It has a population larger than that of New York City, and its GDP is expected to double in five years. With business booming, China's city of Wuhan, located about 750 miles deep into China's hinterland, is seeing explosive growth, putting a strain on its infrastructure and environment. NPR's Frank Langfitt reports, "A variety of factors are driving that growth, everything from cheap land prices and low-cost labor to the tremendous demand for infrastructure...These days, the city feels like an open construction site as the local government tries to put in its first three subway lines. Many citizens can't wait."
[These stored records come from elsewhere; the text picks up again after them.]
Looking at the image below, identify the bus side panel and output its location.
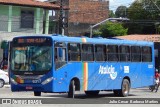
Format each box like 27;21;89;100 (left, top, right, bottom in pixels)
54;62;82;92
87;62;108;90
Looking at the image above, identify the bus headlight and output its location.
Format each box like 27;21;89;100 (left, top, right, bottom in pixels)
11;78;18;85
41;77;53;85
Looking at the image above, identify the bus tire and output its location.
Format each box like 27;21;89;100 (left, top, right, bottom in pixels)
85;91;99;96
0;79;5;88
120;79;130;97
34;91;41;96
68;80;75;98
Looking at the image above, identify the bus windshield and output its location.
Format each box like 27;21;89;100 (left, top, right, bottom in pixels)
11;45;52;74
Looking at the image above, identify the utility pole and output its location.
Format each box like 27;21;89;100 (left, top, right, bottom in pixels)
59;0;64;35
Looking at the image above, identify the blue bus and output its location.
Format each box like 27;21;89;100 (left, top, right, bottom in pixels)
10;35;155;98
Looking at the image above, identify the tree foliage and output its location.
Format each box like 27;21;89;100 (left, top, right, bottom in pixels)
99;22;128;38
109;10;115;18
125;0;160;34
115;6;127;17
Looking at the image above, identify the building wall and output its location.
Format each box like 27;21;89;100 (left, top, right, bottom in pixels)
68;0;109;35
0;5;43;34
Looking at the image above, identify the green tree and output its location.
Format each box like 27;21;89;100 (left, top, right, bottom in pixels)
115;6;127;17
99;22;128;38
125;0;160;34
109;10;115;18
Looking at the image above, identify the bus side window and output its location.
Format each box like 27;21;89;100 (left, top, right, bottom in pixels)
131;46;141;62
95;45;106;61
107;45;119;61
142;46;152;62
82;44;94;61
68;43;80;61
54;42;67;69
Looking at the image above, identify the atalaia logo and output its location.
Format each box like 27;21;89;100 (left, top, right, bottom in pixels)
99;65;117;80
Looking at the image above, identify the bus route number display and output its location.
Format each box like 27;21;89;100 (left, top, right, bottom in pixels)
18;38;46;43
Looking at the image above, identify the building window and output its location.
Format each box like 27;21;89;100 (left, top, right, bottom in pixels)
107;45;119;61
21;10;34;28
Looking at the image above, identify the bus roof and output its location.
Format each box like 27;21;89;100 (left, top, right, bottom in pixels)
15;34;153;46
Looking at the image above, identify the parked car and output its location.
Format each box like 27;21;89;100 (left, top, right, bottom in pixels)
0;69;9;88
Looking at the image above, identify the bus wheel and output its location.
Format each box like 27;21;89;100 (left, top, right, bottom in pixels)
0;79;4;88
120;79;130;97
68;80;75;98
113;90;120;96
34;91;41;96
85;91;99;96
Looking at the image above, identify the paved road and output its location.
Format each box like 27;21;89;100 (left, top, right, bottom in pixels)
0;86;160;107
0;86;160;99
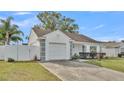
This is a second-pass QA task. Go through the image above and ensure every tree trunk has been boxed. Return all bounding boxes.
[5,32,9,45]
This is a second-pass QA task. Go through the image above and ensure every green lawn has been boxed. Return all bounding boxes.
[0,61,60,81]
[87,58,124,72]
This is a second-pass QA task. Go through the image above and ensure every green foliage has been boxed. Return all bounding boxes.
[35,12,79,32]
[71,53,80,60]
[0,17,24,45]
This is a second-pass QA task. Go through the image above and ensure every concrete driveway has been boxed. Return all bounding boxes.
[40,61,124,81]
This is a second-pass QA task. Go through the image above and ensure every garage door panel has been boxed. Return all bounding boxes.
[49,43,66,60]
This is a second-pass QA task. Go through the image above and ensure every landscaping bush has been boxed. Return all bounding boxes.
[7,58,15,62]
[71,53,80,60]
[118,54,122,58]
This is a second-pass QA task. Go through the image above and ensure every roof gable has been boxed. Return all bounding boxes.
[33,28,98,43]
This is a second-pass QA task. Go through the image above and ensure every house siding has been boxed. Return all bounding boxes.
[44,31,70,61]
[28,30,40,46]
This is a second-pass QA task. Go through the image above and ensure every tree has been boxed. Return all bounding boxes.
[35,12,79,32]
[0,17,24,45]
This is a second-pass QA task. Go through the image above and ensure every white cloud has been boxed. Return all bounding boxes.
[80,26,86,30]
[93,24,104,30]
[13,17,39,28]
[13,12,32,15]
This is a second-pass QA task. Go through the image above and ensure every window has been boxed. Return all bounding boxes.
[90,46,97,52]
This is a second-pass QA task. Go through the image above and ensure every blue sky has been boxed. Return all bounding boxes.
[0,11,124,42]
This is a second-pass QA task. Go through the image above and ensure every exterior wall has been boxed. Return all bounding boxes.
[44,31,70,61]
[0,45,40,61]
[28,30,40,46]
[102,47,119,57]
[72,42,100,55]
[0,46,5,60]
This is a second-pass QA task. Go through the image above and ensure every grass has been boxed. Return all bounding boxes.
[87,58,124,72]
[0,61,60,81]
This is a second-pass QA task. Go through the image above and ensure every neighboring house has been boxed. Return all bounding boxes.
[102,42,124,57]
[28,28,101,61]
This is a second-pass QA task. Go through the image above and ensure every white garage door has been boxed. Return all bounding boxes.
[49,43,66,60]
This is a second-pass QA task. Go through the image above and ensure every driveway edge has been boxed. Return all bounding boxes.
[38,62,64,81]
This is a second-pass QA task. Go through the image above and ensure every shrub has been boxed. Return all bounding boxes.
[7,58,15,62]
[118,54,122,57]
[71,53,80,60]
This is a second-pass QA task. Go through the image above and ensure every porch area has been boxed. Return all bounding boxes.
[79,52,106,59]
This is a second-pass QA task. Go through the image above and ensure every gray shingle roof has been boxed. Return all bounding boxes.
[33,28,98,43]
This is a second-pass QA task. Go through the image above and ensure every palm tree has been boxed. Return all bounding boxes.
[35,11,79,33]
[0,17,23,45]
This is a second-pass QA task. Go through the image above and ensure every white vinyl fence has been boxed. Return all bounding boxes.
[0,45,40,61]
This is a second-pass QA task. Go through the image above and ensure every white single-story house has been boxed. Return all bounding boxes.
[102,42,124,57]
[28,28,100,61]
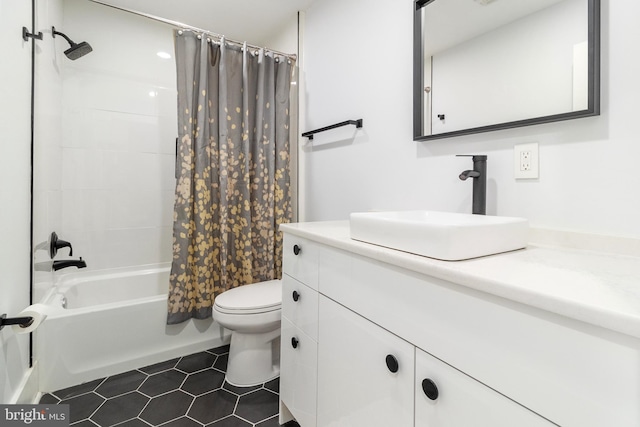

Wuhan's evolution into a metropolis is similar to that of many other inland Chinese cities. Seen as a place for business to escape the increasingly expensive east coast cities, like Shanghai, Beijing, and Hong Kong, inland cities are attracting both rural Chinese, who continue to flock to cities, and, increasingly, foreigners. Lower costs for business are giving incentives to foreign firms to move to inland China. "U.S. companies in Wuhan include the giant engine manufacturer Cummins, General Electric and TRW Automotive. According to Corum, they will soon be joined by General Motors," says Langfitt. "The French automaker Peugeot-Citroen has two factories in Wuhan. Pfizer has a research and development facility here as well."
Still, the rapid development hasn't been without problems. With a single light rail line, Wuhan's traffic is horrendous. Also, "[e]arlier this summer, a yellow, post-apocalyptic smog enveloped the city," reports Langfitt, "sparking fears that there had been an industrial accident." And for some residents, says Langfitt, Wuhan still cannot match the high life in the more cosmopolitan and developed east coast.